Il regista domina i tempi teatrali, la sceneggiatura è infallibile quando si tratta di creare la cornice psicanalitica nella quale agisce Nick Carraway e laddove sostituisce l'età del Jazz con la festa postmoderna, riservando al sentimento, col contagocce, istanti efficaci solo perché affidati ad attori capaci di incarnarli: e non è poco. Ma, per carità, con pudore; perché il lino e la seta sono assai più erotici. La solitudine, invece, è un vero e proprio tabù, da lasciar appena intravedere nel finale, neppure rinunciando ad accompagnarla col vento tra le tende (che se la porta via). Da quello che fu il sogno americano a quello che è il sogno globale e virtuale. In attesa del 2029?



Solo Dio perdona

"Only God forgives" è un'opera perfetta, al pari di "Bronson" e "Drive". Non c'è un solo fotogramma in più, né uno in meno, di quelli che dovrebbero esserci. In una Bangkok sporca e mitica, che in pochi altri lavori si è vista celebrare così bene, agiscono i quattro personaggi di una tragedia antica, incarnazioni di archetipi. Più il quinto, il fantasma di Bobby (Tom Burke), motore della vicenda che si consegna presto alla memoria degli spettatori con il viso di Peter Lorre, il mostro di Düsseldorf di Lang: a sua volta figura archetipica e ora maschera tinta di rosso, lo stesso colore emozionale ("touching") che illuminava "Pusher II - Sangue sulle mani" e che qui rischiara gli ambienti, solo dove e quando serve. Al poliziotto giusto e vendicatore è speculare l'antieroe bello, impotente ed edipico; alla madre grottesca e spietata la ragazza-sogno, etica e indifesa.

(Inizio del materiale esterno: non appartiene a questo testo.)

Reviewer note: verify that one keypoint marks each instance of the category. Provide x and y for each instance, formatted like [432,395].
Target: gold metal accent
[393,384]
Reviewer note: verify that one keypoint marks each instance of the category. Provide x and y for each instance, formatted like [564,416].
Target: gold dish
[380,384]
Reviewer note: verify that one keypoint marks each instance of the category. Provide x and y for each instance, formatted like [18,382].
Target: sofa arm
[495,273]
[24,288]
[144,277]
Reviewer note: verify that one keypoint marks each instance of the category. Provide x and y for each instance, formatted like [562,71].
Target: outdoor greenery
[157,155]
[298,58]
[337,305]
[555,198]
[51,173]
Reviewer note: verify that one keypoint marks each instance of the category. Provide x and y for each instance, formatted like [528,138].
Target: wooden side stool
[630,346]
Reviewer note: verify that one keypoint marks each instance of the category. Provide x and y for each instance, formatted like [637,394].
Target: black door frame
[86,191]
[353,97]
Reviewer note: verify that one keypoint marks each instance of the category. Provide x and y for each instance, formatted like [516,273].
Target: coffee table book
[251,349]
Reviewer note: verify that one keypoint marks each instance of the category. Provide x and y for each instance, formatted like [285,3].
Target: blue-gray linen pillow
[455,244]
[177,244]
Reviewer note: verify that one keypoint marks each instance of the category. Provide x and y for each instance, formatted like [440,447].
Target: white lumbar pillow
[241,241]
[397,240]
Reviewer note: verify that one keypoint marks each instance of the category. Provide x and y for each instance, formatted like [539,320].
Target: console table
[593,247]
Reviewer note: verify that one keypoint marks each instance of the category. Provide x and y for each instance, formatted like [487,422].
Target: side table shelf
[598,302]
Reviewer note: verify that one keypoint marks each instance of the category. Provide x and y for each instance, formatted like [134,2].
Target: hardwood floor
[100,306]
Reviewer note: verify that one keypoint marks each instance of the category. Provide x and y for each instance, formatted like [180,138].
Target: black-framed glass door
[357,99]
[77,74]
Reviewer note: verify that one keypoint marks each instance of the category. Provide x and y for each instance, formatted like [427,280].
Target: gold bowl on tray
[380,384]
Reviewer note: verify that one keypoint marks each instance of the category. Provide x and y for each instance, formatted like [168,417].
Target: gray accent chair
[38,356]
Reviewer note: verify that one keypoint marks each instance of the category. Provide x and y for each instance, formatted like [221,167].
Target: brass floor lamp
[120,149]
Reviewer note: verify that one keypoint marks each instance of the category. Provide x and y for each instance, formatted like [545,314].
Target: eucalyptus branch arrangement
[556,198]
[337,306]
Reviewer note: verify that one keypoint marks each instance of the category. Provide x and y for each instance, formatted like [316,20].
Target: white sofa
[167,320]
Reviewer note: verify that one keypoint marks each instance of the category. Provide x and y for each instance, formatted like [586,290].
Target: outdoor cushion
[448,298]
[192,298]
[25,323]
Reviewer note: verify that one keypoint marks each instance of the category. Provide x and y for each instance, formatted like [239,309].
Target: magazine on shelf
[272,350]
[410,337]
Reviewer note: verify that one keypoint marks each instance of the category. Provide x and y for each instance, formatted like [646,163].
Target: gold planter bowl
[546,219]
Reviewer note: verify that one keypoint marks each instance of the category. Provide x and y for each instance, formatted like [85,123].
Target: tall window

Anche il dosaggio dei registri è calibrato su chiasmi; mai nella filmografia di Refn umorismo surreale e violenza implacabile si erano temperati e scontrati con tanta efficacia. È lo stesso equilibrio manierista che si ritrova in immagini coltivate con rigore formale e ricercatissimo nitore; fra quelle di figurativa orientale, non se ne ammiravano così dagli anni '90 dei film di Kitano. E la trama lirica e fittissima costruita con musiche e suoni da Cliff Martinez è legata indissolubilmente alla drammaturgia. Non ha bisogno di sostenerla, perché aderisce alla stessa sintassi; è quello che si apprezza solamente nel grande cinema. Considerare Refn "il Tarantino europeo" è assolutamente fuorviante e riduttivo. Non solo la sua poetica affonda altrove la gran parte delle proprie radici, ma il suo fraseggio è nobilmente asciutto perché diffida - al massimo grado - di verbalismi e magniloquenza ammiccante. Qui il ritmo non è quello di "Valhalla Rising", però guarda alla sua impostazione mitologica; la morale non è quella di "Drive", ma la prospettiva è la stessa. Ora l'eroe Ryan Gosling si è tramutato nell'antieroe per allinearsi alle altre anime del film, guadagnando però quella più ontologicamente fragile e complessa, imprigionata nel proprio (rosso) labirinto di ossessioni e frustrazioni. Il film è significativamente dedicato al surrealismo magico e orrorifico di Alejandro Jodorowsky.